Don’t hit the World War III hashtag; we’ve seen this naval saber rattling before, most notably in 1995 -96 during the Third Taiwan Straits Crisis.  Those were the days before Twitter, when media-induced panic had to be exemplified by news anchors who were allowed brief moments of humanity.

North Korea has been testing an awful lot of missiles lately; some are duds, all worry American allies in East Asia.  The young despot, Kim Jong Un, has clearly been trying to gauge just how serious Donald Trump’s isolationist rhetoric really was during his campaign.

In that sense, Assad’s chemical attack last week and Kim’s routine bombardment of the Sea of Japan are linked: the most rogue of rogue states are trying to see if Trump has set them free.  Assad has learned, at least for now, that if anything Trump will be even stricter than Obama when it comes to American-led norms.  Will Kim get the same lesson?

If Trump is playing the Madman card (in concert, surely, with his Defense Secretary, James Mattis), he is trying to rattle the North Korean Old Guard, some of whom are literally so old they fought the last Korean War.  These aged generals may be able to reign in Kim, or even push him out.  Of course, one of Kim’s first acts was to murder one of them.  But a wider purge did not follow. In February, Sputnik news spoke to two South Korean academics, who said:

“The fact that North Korean State Security Minister Kim Won-hong, fired and demoted in January, continues in his present rank means that there is no purge currently underway of the country’s top military brass,” Kim Dongyeop, professor of the Institute for Far Eastern Studies at Kyungnam University, told Sputnik.

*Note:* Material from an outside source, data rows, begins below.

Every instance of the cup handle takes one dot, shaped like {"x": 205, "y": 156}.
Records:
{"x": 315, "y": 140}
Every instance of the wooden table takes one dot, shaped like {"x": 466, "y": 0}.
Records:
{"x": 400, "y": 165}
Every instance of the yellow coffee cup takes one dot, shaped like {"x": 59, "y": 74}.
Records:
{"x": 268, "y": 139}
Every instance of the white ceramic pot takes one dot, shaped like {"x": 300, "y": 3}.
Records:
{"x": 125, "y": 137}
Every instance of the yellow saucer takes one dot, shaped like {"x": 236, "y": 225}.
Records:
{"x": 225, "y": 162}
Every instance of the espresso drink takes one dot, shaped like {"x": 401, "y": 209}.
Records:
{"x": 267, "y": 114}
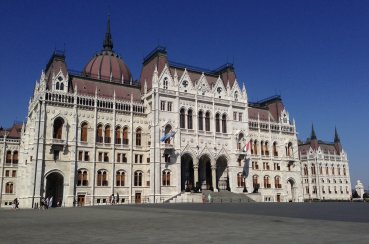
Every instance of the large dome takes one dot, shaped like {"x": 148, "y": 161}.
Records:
{"x": 107, "y": 65}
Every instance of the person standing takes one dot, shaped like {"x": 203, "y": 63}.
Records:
{"x": 51, "y": 202}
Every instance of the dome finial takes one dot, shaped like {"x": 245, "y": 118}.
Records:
{"x": 108, "y": 41}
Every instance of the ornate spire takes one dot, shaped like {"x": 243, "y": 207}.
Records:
{"x": 313, "y": 135}
{"x": 108, "y": 41}
{"x": 336, "y": 137}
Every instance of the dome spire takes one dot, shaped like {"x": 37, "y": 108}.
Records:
{"x": 108, "y": 41}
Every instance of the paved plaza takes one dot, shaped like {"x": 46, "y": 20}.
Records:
{"x": 190, "y": 223}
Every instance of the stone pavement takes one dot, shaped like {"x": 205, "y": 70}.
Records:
{"x": 190, "y": 223}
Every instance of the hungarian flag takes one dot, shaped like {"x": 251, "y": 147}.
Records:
{"x": 246, "y": 147}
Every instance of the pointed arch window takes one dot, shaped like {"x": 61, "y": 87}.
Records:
{"x": 118, "y": 135}
{"x": 8, "y": 157}
{"x": 240, "y": 137}
{"x": 99, "y": 136}
{"x": 217, "y": 123}
{"x": 58, "y": 128}
{"x": 240, "y": 180}
{"x": 138, "y": 137}
{"x": 165, "y": 83}
{"x": 201, "y": 120}
{"x": 125, "y": 136}
{"x": 15, "y": 157}
{"x": 189, "y": 119}
{"x": 120, "y": 178}
{"x": 168, "y": 129}
{"x": 207, "y": 121}
{"x": 107, "y": 134}
{"x": 182, "y": 118}
{"x": 277, "y": 182}
{"x": 138, "y": 178}
{"x": 84, "y": 128}
{"x": 224, "y": 123}
{"x": 9, "y": 188}
{"x": 266, "y": 182}
{"x": 102, "y": 178}
{"x": 166, "y": 178}
{"x": 275, "y": 151}
{"x": 82, "y": 178}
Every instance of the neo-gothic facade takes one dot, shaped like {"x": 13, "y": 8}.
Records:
{"x": 98, "y": 132}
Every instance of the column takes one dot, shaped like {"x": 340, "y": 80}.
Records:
{"x": 214, "y": 177}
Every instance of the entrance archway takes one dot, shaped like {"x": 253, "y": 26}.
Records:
{"x": 222, "y": 174}
{"x": 291, "y": 190}
{"x": 187, "y": 177}
{"x": 205, "y": 178}
{"x": 54, "y": 187}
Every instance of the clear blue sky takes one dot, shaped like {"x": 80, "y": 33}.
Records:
{"x": 313, "y": 53}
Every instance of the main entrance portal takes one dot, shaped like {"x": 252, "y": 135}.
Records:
{"x": 187, "y": 177}
{"x": 54, "y": 187}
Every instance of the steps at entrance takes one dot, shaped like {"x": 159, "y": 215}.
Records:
{"x": 226, "y": 197}
{"x": 186, "y": 197}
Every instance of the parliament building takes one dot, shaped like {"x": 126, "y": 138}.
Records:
{"x": 176, "y": 130}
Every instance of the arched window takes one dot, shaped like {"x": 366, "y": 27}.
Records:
{"x": 289, "y": 152}
{"x": 58, "y": 128}
{"x": 102, "y": 178}
{"x": 125, "y": 136}
{"x": 275, "y": 151}
{"x": 182, "y": 118}
{"x": 167, "y": 130}
{"x": 266, "y": 182}
{"x": 165, "y": 83}
{"x": 224, "y": 123}
{"x": 82, "y": 178}
{"x": 217, "y": 123}
{"x": 207, "y": 121}
{"x": 9, "y": 188}
{"x": 240, "y": 137}
{"x": 189, "y": 119}
{"x": 99, "y": 136}
{"x": 118, "y": 135}
{"x": 240, "y": 180}
{"x": 8, "y": 157}
{"x": 15, "y": 157}
{"x": 266, "y": 148}
{"x": 138, "y": 178}
{"x": 262, "y": 147}
{"x": 201, "y": 120}
{"x": 138, "y": 137}
{"x": 107, "y": 134}
{"x": 255, "y": 182}
{"x": 277, "y": 182}
{"x": 313, "y": 169}
{"x": 166, "y": 178}
{"x": 120, "y": 178}
{"x": 255, "y": 146}
{"x": 84, "y": 128}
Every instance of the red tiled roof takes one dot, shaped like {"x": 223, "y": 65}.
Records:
{"x": 106, "y": 89}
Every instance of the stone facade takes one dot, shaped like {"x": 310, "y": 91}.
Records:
{"x": 178, "y": 128}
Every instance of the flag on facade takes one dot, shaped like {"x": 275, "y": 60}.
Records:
{"x": 246, "y": 147}
{"x": 167, "y": 136}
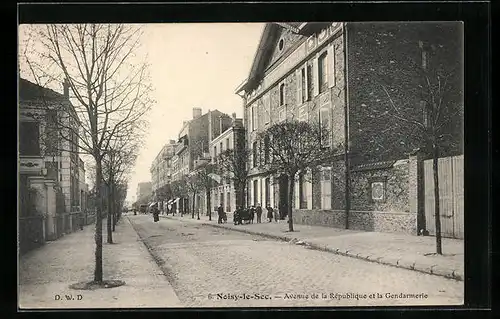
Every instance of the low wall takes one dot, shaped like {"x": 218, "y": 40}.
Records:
{"x": 390, "y": 222}
{"x": 387, "y": 222}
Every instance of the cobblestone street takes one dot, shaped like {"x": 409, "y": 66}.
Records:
{"x": 210, "y": 267}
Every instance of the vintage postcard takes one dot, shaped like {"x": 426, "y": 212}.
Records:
{"x": 300, "y": 164}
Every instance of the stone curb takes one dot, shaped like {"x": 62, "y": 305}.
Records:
{"x": 389, "y": 261}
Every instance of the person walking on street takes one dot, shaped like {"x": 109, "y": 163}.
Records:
{"x": 258, "y": 210}
{"x": 220, "y": 213}
{"x": 269, "y": 213}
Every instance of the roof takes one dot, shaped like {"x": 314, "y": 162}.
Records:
{"x": 265, "y": 47}
{"x": 32, "y": 91}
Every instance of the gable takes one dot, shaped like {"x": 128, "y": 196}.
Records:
{"x": 285, "y": 40}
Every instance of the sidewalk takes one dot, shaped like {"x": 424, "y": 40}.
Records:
{"x": 399, "y": 250}
{"x": 45, "y": 274}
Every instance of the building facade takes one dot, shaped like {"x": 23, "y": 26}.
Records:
{"x": 193, "y": 144}
{"x": 50, "y": 180}
{"x": 225, "y": 193}
{"x": 340, "y": 75}
{"x": 144, "y": 192}
{"x": 161, "y": 169}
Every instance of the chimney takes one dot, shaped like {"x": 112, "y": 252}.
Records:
{"x": 66, "y": 88}
{"x": 196, "y": 112}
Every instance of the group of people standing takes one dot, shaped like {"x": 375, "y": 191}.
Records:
{"x": 251, "y": 212}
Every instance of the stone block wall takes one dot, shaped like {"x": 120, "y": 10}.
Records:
{"x": 391, "y": 214}
{"x": 318, "y": 217}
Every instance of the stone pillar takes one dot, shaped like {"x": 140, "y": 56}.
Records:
{"x": 416, "y": 189}
{"x": 51, "y": 231}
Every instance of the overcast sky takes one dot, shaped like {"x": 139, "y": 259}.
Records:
{"x": 192, "y": 65}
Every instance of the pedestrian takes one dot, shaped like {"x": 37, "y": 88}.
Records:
{"x": 258, "y": 210}
{"x": 220, "y": 213}
{"x": 269, "y": 213}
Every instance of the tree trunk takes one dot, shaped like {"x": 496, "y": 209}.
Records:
{"x": 192, "y": 213}
{"x": 98, "y": 224}
{"x": 115, "y": 205}
{"x": 291, "y": 184}
{"x": 110, "y": 214}
{"x": 209, "y": 203}
{"x": 437, "y": 217}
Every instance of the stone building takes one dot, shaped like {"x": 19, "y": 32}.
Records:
{"x": 50, "y": 170}
{"x": 345, "y": 76}
{"x": 161, "y": 172}
{"x": 194, "y": 139}
{"x": 232, "y": 138}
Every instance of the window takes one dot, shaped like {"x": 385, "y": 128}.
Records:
{"x": 378, "y": 191}
{"x": 267, "y": 109}
{"x": 326, "y": 188}
{"x": 255, "y": 192}
{"x": 281, "y": 44}
{"x": 266, "y": 150}
{"x": 254, "y": 119}
{"x": 254, "y": 154}
{"x": 424, "y": 60}
{"x": 303, "y": 85}
{"x": 282, "y": 114}
{"x": 268, "y": 190}
{"x": 325, "y": 127}
{"x": 322, "y": 73}
{"x": 302, "y": 192}
{"x": 29, "y": 138}
{"x": 282, "y": 94}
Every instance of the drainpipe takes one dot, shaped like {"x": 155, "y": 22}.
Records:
{"x": 346, "y": 132}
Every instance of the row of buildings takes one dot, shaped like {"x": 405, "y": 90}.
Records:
{"x": 52, "y": 185}
{"x": 380, "y": 89}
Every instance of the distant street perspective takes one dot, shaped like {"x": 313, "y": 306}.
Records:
{"x": 278, "y": 164}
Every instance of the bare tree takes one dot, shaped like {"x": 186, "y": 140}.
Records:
{"x": 117, "y": 163}
{"x": 233, "y": 163}
{"x": 292, "y": 147}
{"x": 436, "y": 120}
{"x": 109, "y": 89}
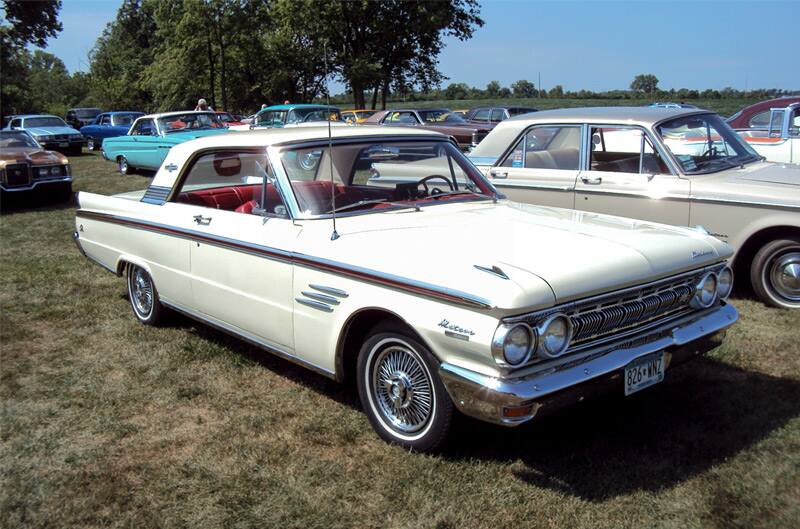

In other words, there are still plenty of Old Guard left to rattle.

There is another way that North Korea and Syria are linked, however.  When Trump hit Syria, he did so symbolically, rather than strategically, with an emphasis that if he could do it once he could do it again.  This approach did not result in World War III, despite the trend on Twitter.  It’s entirely possible that a strike on an empty North Korea missile platform could do the same. Such a strike would also spook China, whose cooperation is needed to finally reorder East Asia to America’s liking.

Trump may play the Madman card even closer to his chest in the weeks ahead.